Dime novels once were a very common form of entertainment. The format was developed in the late 1860s. They were fairly short, cheaply printed and mass-produced stories. They were long on adventure and short on literary content. They were a crucial factor in creating the myth of the Wild West. They literally cost a dime.
Their readership was mostly urban boys and younger men, but a few were written for girls and women. The subject matter was very often some melodramatic aspect of the American West, particularly outlaws, adventure and Indian wars. Some dime novels were about urban crime and detectives. They influenced early movies.
They tended to be written to a formula. The authors were mostly men, some of whom cranked out hundreds of titles. A few of the writers became wealthy because their fans kept buying. There was a few women among the dime novel writers, such as Ann S. Stephens.

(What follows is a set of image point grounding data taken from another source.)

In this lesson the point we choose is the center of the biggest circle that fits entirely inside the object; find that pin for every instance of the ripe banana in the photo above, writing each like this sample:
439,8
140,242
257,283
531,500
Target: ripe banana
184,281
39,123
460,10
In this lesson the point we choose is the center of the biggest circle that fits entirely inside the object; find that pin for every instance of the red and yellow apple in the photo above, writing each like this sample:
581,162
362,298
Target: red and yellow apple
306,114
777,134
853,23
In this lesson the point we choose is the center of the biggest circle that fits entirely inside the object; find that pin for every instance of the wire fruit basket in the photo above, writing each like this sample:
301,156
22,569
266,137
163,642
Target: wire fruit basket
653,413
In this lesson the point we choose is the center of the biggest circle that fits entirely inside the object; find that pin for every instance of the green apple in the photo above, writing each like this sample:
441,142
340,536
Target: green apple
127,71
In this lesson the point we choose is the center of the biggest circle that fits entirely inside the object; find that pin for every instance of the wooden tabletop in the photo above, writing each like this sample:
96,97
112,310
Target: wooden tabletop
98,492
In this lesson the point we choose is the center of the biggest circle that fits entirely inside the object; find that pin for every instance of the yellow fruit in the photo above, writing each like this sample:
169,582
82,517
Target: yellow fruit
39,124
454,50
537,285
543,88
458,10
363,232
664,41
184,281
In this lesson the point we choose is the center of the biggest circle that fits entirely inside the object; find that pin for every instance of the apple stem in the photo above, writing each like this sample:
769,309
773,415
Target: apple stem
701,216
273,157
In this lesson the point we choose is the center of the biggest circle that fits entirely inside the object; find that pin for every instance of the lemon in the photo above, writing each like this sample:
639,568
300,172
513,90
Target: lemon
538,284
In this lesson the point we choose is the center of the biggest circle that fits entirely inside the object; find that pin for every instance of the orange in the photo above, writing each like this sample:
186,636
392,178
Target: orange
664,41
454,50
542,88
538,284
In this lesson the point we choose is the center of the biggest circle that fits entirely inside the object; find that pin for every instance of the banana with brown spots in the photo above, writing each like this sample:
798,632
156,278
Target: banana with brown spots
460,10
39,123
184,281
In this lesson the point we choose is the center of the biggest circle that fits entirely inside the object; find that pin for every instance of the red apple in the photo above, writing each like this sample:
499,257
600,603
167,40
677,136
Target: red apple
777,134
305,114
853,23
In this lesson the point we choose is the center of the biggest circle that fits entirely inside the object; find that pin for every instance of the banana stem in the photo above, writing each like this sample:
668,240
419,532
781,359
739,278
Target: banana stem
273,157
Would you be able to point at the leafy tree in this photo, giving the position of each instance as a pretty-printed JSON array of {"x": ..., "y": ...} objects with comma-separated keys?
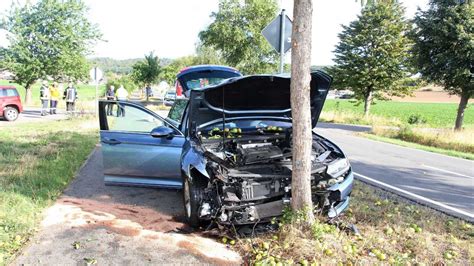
[
  {"x": 444, "y": 48},
  {"x": 300, "y": 109},
  {"x": 146, "y": 72},
  {"x": 48, "y": 39},
  {"x": 372, "y": 55},
  {"x": 236, "y": 33}
]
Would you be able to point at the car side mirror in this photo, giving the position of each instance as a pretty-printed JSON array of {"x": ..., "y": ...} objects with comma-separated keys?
[{"x": 161, "y": 132}]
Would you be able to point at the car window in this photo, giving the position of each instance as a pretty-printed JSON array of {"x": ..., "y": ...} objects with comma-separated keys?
[
  {"x": 202, "y": 82},
  {"x": 177, "y": 110},
  {"x": 11, "y": 92},
  {"x": 131, "y": 119}
]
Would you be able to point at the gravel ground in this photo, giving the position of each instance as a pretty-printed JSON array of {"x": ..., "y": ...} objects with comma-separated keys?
[{"x": 110, "y": 225}]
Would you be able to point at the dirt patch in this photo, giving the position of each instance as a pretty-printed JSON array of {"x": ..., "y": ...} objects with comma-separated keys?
[
  {"x": 430, "y": 97},
  {"x": 149, "y": 219},
  {"x": 194, "y": 249}
]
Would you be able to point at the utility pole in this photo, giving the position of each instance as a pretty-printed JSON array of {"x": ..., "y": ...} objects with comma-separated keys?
[{"x": 282, "y": 40}]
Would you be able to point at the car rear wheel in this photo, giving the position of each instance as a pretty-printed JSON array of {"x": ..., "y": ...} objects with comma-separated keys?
[
  {"x": 10, "y": 113},
  {"x": 192, "y": 197}
]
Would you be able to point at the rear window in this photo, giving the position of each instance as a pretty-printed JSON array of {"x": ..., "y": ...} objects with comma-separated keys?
[{"x": 8, "y": 92}]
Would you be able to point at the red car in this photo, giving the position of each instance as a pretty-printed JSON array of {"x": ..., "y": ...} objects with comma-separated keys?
[{"x": 10, "y": 103}]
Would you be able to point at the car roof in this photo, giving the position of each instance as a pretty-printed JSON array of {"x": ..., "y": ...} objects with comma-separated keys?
[{"x": 198, "y": 68}]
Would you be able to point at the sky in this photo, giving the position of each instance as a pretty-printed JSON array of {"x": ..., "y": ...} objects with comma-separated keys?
[{"x": 132, "y": 28}]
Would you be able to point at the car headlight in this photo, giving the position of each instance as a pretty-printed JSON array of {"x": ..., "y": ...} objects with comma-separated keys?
[{"x": 338, "y": 167}]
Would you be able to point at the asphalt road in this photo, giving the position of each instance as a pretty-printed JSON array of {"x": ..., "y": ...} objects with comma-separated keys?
[{"x": 438, "y": 181}]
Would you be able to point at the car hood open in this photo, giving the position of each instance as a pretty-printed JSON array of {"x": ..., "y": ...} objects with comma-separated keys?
[{"x": 254, "y": 96}]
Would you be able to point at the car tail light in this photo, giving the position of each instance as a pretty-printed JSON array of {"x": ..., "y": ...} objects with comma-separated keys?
[{"x": 179, "y": 89}]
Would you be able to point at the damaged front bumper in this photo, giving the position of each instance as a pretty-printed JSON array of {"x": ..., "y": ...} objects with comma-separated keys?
[
  {"x": 342, "y": 194},
  {"x": 336, "y": 200}
]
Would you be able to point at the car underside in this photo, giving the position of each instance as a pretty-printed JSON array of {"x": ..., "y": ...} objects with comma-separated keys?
[{"x": 250, "y": 177}]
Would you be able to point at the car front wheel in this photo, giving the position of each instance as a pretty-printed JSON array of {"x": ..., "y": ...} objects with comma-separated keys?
[
  {"x": 192, "y": 197},
  {"x": 10, "y": 114}
]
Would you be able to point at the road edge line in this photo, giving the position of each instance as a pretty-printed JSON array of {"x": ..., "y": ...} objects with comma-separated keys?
[{"x": 439, "y": 204}]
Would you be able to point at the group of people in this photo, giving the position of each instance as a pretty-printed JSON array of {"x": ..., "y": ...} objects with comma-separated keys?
[
  {"x": 51, "y": 94},
  {"x": 120, "y": 95}
]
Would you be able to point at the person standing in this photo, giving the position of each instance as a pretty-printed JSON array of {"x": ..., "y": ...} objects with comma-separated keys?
[
  {"x": 54, "y": 91},
  {"x": 44, "y": 97},
  {"x": 110, "y": 94},
  {"x": 122, "y": 95},
  {"x": 70, "y": 95}
]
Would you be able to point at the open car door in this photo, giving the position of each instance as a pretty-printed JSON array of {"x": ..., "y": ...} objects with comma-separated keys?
[{"x": 139, "y": 147}]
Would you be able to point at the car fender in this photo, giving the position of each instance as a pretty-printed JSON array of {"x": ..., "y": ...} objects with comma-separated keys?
[{"x": 192, "y": 159}]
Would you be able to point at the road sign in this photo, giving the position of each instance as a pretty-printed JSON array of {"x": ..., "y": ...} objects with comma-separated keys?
[
  {"x": 278, "y": 34},
  {"x": 272, "y": 33},
  {"x": 96, "y": 74}
]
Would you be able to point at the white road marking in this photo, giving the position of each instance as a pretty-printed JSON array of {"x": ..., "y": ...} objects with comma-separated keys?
[
  {"x": 470, "y": 215},
  {"x": 446, "y": 171}
]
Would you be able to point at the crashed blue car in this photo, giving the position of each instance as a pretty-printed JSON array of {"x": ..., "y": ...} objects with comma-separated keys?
[{"x": 228, "y": 147}]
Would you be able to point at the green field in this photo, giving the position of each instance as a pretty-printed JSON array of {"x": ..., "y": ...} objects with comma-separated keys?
[
  {"x": 438, "y": 115},
  {"x": 86, "y": 92}
]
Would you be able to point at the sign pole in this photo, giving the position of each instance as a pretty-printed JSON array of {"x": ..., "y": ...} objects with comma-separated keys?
[
  {"x": 282, "y": 41},
  {"x": 96, "y": 93}
]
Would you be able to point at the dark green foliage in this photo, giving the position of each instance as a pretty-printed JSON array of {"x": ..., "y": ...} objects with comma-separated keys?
[
  {"x": 372, "y": 56},
  {"x": 444, "y": 48},
  {"x": 146, "y": 71},
  {"x": 236, "y": 33},
  {"x": 48, "y": 39}
]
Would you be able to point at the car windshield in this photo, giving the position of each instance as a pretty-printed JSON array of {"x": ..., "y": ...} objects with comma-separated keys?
[
  {"x": 202, "y": 82},
  {"x": 246, "y": 126}
]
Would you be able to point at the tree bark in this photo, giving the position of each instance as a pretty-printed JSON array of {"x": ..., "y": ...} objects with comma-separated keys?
[
  {"x": 367, "y": 103},
  {"x": 300, "y": 108},
  {"x": 28, "y": 94},
  {"x": 461, "y": 108}
]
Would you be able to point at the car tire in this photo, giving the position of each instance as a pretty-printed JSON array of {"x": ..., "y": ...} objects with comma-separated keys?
[
  {"x": 192, "y": 197},
  {"x": 10, "y": 113}
]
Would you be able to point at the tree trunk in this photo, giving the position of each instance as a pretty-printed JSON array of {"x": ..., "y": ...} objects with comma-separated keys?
[
  {"x": 367, "y": 103},
  {"x": 28, "y": 94},
  {"x": 462, "y": 106},
  {"x": 300, "y": 108}
]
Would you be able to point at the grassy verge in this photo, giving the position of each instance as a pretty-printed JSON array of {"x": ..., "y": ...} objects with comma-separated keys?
[
  {"x": 396, "y": 141},
  {"x": 435, "y": 115},
  {"x": 391, "y": 231},
  {"x": 37, "y": 161}
]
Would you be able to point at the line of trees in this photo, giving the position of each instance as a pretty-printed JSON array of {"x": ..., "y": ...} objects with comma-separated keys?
[{"x": 48, "y": 39}]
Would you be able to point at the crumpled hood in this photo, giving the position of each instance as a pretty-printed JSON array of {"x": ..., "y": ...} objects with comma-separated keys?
[{"x": 254, "y": 96}]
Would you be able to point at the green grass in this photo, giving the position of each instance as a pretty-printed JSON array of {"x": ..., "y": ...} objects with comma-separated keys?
[
  {"x": 37, "y": 161},
  {"x": 86, "y": 92},
  {"x": 437, "y": 115},
  {"x": 395, "y": 141}
]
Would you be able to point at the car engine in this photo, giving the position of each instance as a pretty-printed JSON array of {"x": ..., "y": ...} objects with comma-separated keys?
[{"x": 250, "y": 175}]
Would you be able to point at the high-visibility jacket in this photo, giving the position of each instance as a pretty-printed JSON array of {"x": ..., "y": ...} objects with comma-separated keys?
[
  {"x": 54, "y": 93},
  {"x": 44, "y": 93}
]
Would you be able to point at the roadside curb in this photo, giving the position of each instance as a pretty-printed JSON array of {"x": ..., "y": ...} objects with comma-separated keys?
[{"x": 406, "y": 198}]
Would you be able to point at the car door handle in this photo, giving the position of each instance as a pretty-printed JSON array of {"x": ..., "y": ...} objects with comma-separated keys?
[{"x": 111, "y": 141}]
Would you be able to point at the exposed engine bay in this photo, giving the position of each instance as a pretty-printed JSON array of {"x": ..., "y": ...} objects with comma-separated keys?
[{"x": 250, "y": 174}]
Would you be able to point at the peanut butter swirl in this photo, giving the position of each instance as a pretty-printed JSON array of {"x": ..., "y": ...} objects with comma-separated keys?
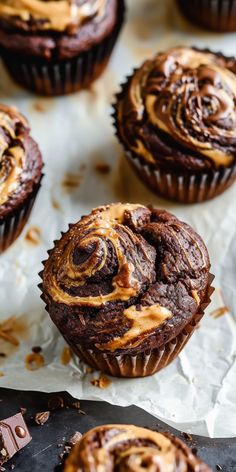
[
  {"x": 187, "y": 100},
  {"x": 53, "y": 15},
  {"x": 128, "y": 448},
  {"x": 121, "y": 276},
  {"x": 13, "y": 127}
]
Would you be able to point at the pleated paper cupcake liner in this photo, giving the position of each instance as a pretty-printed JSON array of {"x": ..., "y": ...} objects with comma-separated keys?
[
  {"x": 180, "y": 187},
  {"x": 185, "y": 188},
  {"x": 216, "y": 15},
  {"x": 12, "y": 225},
  {"x": 65, "y": 76},
  {"x": 145, "y": 363}
]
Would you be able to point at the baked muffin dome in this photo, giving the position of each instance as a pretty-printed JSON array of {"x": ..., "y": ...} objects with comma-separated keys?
[
  {"x": 20, "y": 173},
  {"x": 125, "y": 280},
  {"x": 58, "y": 47},
  {"x": 177, "y": 114},
  {"x": 129, "y": 448}
]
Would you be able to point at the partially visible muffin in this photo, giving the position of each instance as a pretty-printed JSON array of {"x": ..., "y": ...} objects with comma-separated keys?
[
  {"x": 216, "y": 15},
  {"x": 58, "y": 47},
  {"x": 126, "y": 286},
  {"x": 176, "y": 118},
  {"x": 20, "y": 174},
  {"x": 131, "y": 448}
]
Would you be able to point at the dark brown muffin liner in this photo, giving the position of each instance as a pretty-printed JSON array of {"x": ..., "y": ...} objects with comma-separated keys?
[
  {"x": 216, "y": 15},
  {"x": 65, "y": 76},
  {"x": 12, "y": 225},
  {"x": 172, "y": 185},
  {"x": 145, "y": 363}
]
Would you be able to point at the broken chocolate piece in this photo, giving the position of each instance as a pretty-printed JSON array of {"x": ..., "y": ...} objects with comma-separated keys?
[{"x": 14, "y": 435}]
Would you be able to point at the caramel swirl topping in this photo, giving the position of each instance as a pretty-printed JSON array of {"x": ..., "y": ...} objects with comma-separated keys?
[
  {"x": 12, "y": 152},
  {"x": 188, "y": 96},
  {"x": 56, "y": 15},
  {"x": 123, "y": 274},
  {"x": 128, "y": 448}
]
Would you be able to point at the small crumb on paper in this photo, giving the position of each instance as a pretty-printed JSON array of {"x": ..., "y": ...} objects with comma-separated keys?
[
  {"x": 66, "y": 355},
  {"x": 34, "y": 361},
  {"x": 42, "y": 417},
  {"x": 102, "y": 382},
  {"x": 7, "y": 331},
  {"x": 102, "y": 168},
  {"x": 219, "y": 312}
]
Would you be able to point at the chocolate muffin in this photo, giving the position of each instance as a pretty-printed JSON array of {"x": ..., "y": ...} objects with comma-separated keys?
[
  {"x": 58, "y": 47},
  {"x": 216, "y": 15},
  {"x": 130, "y": 448},
  {"x": 176, "y": 118},
  {"x": 126, "y": 286},
  {"x": 20, "y": 174}
]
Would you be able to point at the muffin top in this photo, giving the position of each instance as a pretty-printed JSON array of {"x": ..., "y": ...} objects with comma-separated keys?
[
  {"x": 49, "y": 29},
  {"x": 57, "y": 15},
  {"x": 126, "y": 277},
  {"x": 129, "y": 448},
  {"x": 20, "y": 160},
  {"x": 179, "y": 110}
]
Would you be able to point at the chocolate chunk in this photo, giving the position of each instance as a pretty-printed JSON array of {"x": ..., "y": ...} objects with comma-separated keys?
[
  {"x": 14, "y": 435},
  {"x": 42, "y": 417}
]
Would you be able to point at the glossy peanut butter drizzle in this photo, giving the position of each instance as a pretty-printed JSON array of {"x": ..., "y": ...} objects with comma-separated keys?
[
  {"x": 189, "y": 96},
  {"x": 56, "y": 15},
  {"x": 128, "y": 448},
  {"x": 12, "y": 152},
  {"x": 98, "y": 228}
]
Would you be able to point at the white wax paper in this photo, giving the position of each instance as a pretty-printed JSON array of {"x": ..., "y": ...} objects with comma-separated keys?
[{"x": 197, "y": 391}]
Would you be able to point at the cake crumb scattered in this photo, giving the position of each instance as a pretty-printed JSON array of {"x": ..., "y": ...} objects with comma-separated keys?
[
  {"x": 102, "y": 382},
  {"x": 102, "y": 168},
  {"x": 219, "y": 312},
  {"x": 71, "y": 181},
  {"x": 66, "y": 355},
  {"x": 34, "y": 361},
  {"x": 42, "y": 417},
  {"x": 7, "y": 331},
  {"x": 33, "y": 235}
]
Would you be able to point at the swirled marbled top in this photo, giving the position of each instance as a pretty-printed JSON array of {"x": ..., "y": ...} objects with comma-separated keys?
[
  {"x": 124, "y": 277},
  {"x": 127, "y": 448},
  {"x": 56, "y": 15},
  {"x": 180, "y": 108},
  {"x": 20, "y": 159}
]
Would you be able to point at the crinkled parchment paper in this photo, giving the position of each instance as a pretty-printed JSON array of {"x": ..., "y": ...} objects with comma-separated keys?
[{"x": 197, "y": 391}]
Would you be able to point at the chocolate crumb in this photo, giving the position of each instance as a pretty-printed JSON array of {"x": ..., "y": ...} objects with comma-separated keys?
[
  {"x": 42, "y": 417},
  {"x": 33, "y": 235},
  {"x": 102, "y": 168},
  {"x": 36, "y": 349},
  {"x": 74, "y": 439},
  {"x": 55, "y": 403},
  {"x": 102, "y": 382},
  {"x": 187, "y": 436},
  {"x": 76, "y": 405}
]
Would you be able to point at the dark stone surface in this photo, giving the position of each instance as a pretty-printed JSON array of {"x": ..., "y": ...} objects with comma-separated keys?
[{"x": 43, "y": 452}]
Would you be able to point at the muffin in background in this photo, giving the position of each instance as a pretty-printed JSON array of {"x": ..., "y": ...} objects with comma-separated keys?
[
  {"x": 176, "y": 119},
  {"x": 119, "y": 447},
  {"x": 20, "y": 174},
  {"x": 126, "y": 286},
  {"x": 215, "y": 15},
  {"x": 54, "y": 48}
]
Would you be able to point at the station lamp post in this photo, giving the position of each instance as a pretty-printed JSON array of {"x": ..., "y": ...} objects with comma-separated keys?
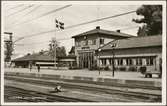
[
  {"x": 99, "y": 50},
  {"x": 113, "y": 63}
]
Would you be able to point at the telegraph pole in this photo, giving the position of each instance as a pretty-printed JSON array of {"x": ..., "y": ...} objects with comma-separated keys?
[
  {"x": 59, "y": 25},
  {"x": 9, "y": 47}
]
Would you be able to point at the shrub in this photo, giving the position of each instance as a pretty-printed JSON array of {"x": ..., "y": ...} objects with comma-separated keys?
[
  {"x": 143, "y": 69},
  {"x": 122, "y": 68},
  {"x": 132, "y": 68}
]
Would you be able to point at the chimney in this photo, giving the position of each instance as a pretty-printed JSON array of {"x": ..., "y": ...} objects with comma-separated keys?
[
  {"x": 98, "y": 27},
  {"x": 118, "y": 31}
]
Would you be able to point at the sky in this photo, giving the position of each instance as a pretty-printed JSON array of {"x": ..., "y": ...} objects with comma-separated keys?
[{"x": 14, "y": 16}]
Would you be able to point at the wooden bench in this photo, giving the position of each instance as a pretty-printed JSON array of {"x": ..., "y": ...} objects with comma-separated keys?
[{"x": 150, "y": 73}]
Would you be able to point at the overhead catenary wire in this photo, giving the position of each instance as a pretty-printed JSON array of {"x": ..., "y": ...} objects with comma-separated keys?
[
  {"x": 42, "y": 15},
  {"x": 15, "y": 7},
  {"x": 72, "y": 26},
  {"x": 14, "y": 13},
  {"x": 34, "y": 9},
  {"x": 69, "y": 38}
]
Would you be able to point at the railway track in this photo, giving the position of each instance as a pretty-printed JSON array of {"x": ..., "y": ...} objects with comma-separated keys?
[
  {"x": 129, "y": 95},
  {"x": 32, "y": 96},
  {"x": 99, "y": 83}
]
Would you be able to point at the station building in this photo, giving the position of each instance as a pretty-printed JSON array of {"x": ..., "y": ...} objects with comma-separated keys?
[
  {"x": 99, "y": 48},
  {"x": 132, "y": 53},
  {"x": 88, "y": 42}
]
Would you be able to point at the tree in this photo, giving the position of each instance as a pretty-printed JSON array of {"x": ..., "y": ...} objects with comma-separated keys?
[
  {"x": 152, "y": 18},
  {"x": 54, "y": 48}
]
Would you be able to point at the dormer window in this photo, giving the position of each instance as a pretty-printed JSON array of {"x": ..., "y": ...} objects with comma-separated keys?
[{"x": 85, "y": 37}]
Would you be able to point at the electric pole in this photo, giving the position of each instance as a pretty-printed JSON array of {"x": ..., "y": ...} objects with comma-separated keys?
[
  {"x": 8, "y": 47},
  {"x": 59, "y": 25}
]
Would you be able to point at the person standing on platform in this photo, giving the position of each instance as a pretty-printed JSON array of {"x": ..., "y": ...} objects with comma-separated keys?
[
  {"x": 30, "y": 67},
  {"x": 38, "y": 68}
]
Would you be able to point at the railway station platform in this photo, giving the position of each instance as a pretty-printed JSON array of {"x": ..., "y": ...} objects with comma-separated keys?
[{"x": 133, "y": 78}]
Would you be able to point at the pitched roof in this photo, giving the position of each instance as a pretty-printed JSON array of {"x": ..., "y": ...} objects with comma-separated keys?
[
  {"x": 102, "y": 31},
  {"x": 37, "y": 57},
  {"x": 134, "y": 42}
]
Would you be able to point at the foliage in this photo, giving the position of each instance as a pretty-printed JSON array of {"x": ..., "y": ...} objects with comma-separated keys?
[
  {"x": 132, "y": 68},
  {"x": 122, "y": 68},
  {"x": 143, "y": 69},
  {"x": 54, "y": 48},
  {"x": 152, "y": 18}
]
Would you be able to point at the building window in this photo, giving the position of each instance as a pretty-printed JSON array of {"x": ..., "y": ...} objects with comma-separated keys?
[
  {"x": 140, "y": 61},
  {"x": 120, "y": 61},
  {"x": 110, "y": 61},
  {"x": 94, "y": 42},
  {"x": 77, "y": 44},
  {"x": 129, "y": 61},
  {"x": 89, "y": 42},
  {"x": 101, "y": 41},
  {"x": 103, "y": 61},
  {"x": 86, "y": 42},
  {"x": 149, "y": 61}
]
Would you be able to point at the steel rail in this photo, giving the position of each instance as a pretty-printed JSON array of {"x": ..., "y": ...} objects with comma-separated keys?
[{"x": 128, "y": 94}]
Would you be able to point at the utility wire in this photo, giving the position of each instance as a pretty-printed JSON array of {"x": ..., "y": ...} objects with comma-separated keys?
[
  {"x": 34, "y": 9},
  {"x": 42, "y": 15},
  {"x": 70, "y": 37},
  {"x": 72, "y": 26},
  {"x": 127, "y": 28},
  {"x": 27, "y": 7},
  {"x": 15, "y": 7}
]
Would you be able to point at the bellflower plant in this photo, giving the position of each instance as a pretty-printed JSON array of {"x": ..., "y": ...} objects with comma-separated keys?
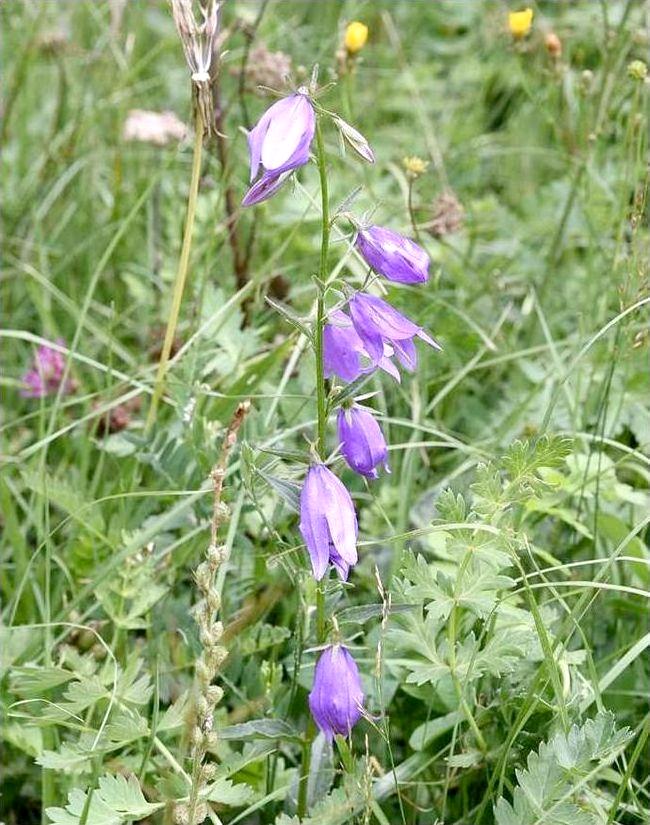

The novels were most popular from about 1870 through the 1920s. They faded out as movies became popular. Early movies often had scripts not so different from the dime novels. The dime novels did much to create the enduring stereotype of the cowboy and the Western hero.
In Britain, the form was usually called “Penny Dreadfuls.” They were closely related to story papers, which typically had 8 newspaper style pages in tabloid format that printed stories, often with more illustrations than the dime novels had (the novels usually had only the cover illustration). The story papers came out weekly, and reached high circulation levels, as high as 400,000 an issue.
Today both Penny Dreadfuls and dime novels are collector’s items.